Africa stands at a crossroads where the urgency to address climate change is intertwined with the imperative to foster technological advancement and economic growth. In this context, the nexus between women’s leadership in STEM careers and renewable energy becomes not only evident but imperative for sustainable development.

A good example of this intersection is an initiative by the Economic Commission for Africa (ECA) -Connected African Girls Coding Camp and Climate Change Adaptation Hackathon through which young engineers and innovators have devised creative projects that incorporate emerging technologies to fight climate change and build resilience across the continent.

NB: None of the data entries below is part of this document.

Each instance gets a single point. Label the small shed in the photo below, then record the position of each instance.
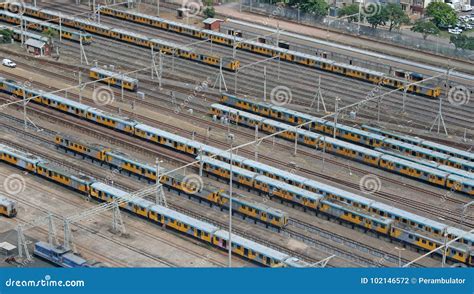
(182, 12)
(6, 248)
(37, 47)
(213, 24)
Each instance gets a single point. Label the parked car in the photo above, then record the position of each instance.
(8, 63)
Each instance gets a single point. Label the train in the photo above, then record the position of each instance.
(194, 148)
(255, 211)
(378, 158)
(366, 214)
(466, 155)
(157, 214)
(166, 47)
(455, 158)
(307, 60)
(41, 26)
(63, 257)
(7, 207)
(113, 79)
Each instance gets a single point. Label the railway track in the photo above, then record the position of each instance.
(417, 205)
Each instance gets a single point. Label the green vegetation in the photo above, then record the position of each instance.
(462, 41)
(209, 11)
(396, 16)
(426, 28)
(351, 10)
(7, 35)
(442, 14)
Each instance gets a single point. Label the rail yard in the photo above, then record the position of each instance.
(133, 138)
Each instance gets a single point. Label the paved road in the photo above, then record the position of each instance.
(354, 44)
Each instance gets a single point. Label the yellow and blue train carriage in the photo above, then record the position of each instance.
(263, 184)
(31, 23)
(113, 78)
(132, 38)
(122, 124)
(190, 226)
(92, 151)
(355, 216)
(57, 174)
(8, 207)
(457, 180)
(19, 158)
(422, 142)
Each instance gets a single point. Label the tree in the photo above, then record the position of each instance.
(425, 27)
(396, 16)
(443, 15)
(317, 7)
(462, 41)
(379, 18)
(7, 35)
(209, 12)
(50, 34)
(352, 10)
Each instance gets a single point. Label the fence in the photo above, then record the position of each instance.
(403, 38)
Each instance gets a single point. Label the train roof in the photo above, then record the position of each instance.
(377, 218)
(415, 165)
(238, 111)
(249, 244)
(457, 171)
(198, 224)
(20, 154)
(225, 165)
(109, 189)
(358, 68)
(116, 75)
(126, 158)
(412, 139)
(461, 179)
(449, 149)
(357, 131)
(259, 206)
(101, 113)
(61, 100)
(74, 258)
(287, 187)
(4, 201)
(351, 146)
(409, 216)
(419, 160)
(416, 148)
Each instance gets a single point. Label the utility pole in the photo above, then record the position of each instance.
(231, 138)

Studies show that when women are involved in decision-making processes projects are more likely to succeed and have a positive impact on communities.

Firstly, women bring unique perspectives and approaches to problem-solving, rooted in empathy, collaboration, and holistic thinking. These attributes are invaluable in tackling the complex challenges posed by climate change and in crafting innovative solutions for renewable energy adoption and resilience-building.

Secondly, leveraging ICT tools and platforms, women leaders can amplify the reach and impact of renewable energy initiatives. From community-driven energy projects to data-driven decision-making for climate adaptation, technology serves as an enabler for scalable and sustainable solutions.

Moreover, fostering women’s leadership presents an opportunity to address existing disparities and ensure inclusive development. By providing women with equal access to education, connectivity, training, and leadership opportunities in STEM, we not only empower individuals but also unlock the full potential of our societies to thrive.

The truth of the matter is that the gender gap in STEM careers is huge and no one organization can resolve this challenge by its self. Governments across Africa must lead the way by creating an enabling environment for more women to take up STEM careers and create room for them in decision-making positions. Additionally, governments need to play a convening role to bring together other stakeholders and put resources, expertise, ideas, and funding together for a common goal.

The timing of the She-Tech Forum, coinciding with International Girls in ICT Day under the theme of “Leadership,” serves as a poignant reminder of the critical need for strong female role models in STEM careers. As we celebrate the achievements of women in technology, let us also recognize their instrumental role in driving progress towards a sustainable and resilient future.

Looking ahead, we must continue to foster collaboration, mentorship, and investment in women’s leadership across every sector. By harnessing the collective talents and ingenuity of all, regardless of gender, we can forge a path towards a more equitable, prosperous, and resilient Africa.